The Beyak Scandal and Beyond

The eviction of Lynn Beyak from the Conservative Party’s Senate caucus is both long overdue, and totally insufficient. Her expulsion from caucus does nothing to remove her annual salary of $157,000, or to get her kicked out of the Senate before the age of 75.

Sen. Beyak had become a political liability for right-wing Tory leader Andrew Scheer, who was conveniently “shocked” in early January to learn that her website contains a variety of deeply racist “support” messages. These emails back Beyak’s claim that residential schools provided important “benefits” for Indigenous children, in particular education about the Bible and Jesus. Such “education” was a form of genocide, which includes conscious attempts to assimilate Indigenous peoples through destruction of their traditional cultures, languages and spiritual beliefs.

This was well-known long before Stephen Harper appointed Beyak to the Senate as a reward for her efforts on behalf of their party – a move which came after his forced apology to Indigenous peoples for the terrible impact of the residential school system. And despite Scheer’s lame explanations, his office had been contacted repeatedly last year about the racist content on Beyak’s website.
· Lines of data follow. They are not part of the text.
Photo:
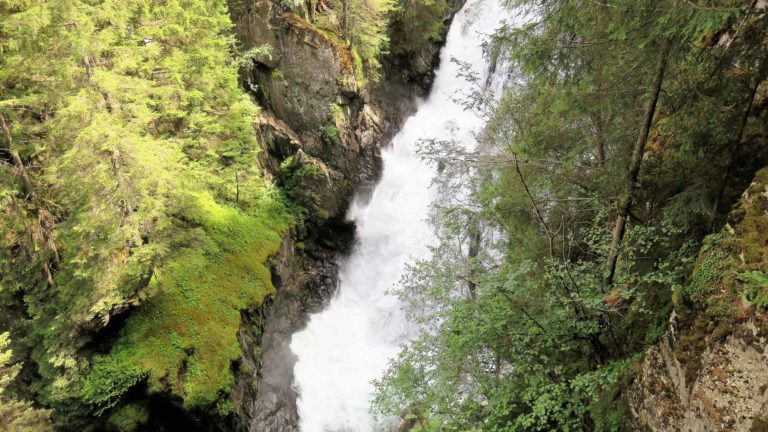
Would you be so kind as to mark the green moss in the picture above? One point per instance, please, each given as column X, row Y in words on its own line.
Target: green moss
column 129, row 417
column 184, row 338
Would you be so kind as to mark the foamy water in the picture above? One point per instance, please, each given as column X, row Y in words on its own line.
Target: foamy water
column 350, row 343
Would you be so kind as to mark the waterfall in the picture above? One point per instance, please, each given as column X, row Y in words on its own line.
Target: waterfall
column 346, row 346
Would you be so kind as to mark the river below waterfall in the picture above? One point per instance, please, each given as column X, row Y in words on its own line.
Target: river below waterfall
column 346, row 346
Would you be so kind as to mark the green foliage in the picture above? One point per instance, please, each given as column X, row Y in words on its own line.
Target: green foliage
column 755, row 288
column 108, row 381
column 17, row 415
column 129, row 417
column 364, row 24
column 291, row 4
column 133, row 188
column 521, row 330
column 416, row 23
column 184, row 338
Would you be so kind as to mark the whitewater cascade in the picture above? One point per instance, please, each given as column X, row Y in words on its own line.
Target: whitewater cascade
column 346, row 346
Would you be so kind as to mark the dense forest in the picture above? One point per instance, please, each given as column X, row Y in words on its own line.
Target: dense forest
column 616, row 194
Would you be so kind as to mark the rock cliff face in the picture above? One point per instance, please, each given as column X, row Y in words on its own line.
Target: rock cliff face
column 321, row 131
column 709, row 372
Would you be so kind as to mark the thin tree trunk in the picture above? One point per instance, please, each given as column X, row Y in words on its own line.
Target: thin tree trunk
column 634, row 166
column 732, row 156
column 599, row 141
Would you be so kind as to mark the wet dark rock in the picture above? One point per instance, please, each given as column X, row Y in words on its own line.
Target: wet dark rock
column 321, row 136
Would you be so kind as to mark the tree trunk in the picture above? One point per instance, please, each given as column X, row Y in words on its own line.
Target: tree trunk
column 634, row 166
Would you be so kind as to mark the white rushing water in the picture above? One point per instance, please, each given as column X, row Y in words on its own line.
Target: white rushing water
column 350, row 344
The Conservative party was a key player in establishing the racist Canadian state upon the theft of indigenous territories, using the ideology that this is a “white man’s country.” The Tories to this day include a large number of unrepentant racists in their membership. But it is also a fact that other major parties still treat the UN Declaration on the Rights of Indigenous Peoples as an “aspirational” document, stubbornly refusing to accept that a truly equal “nation to nation” relationship means fully accepting the terms of the Declaration. Racism in this country is a deeply rooted historical problem, not just a case of a few bad apples like Lynn Beyak.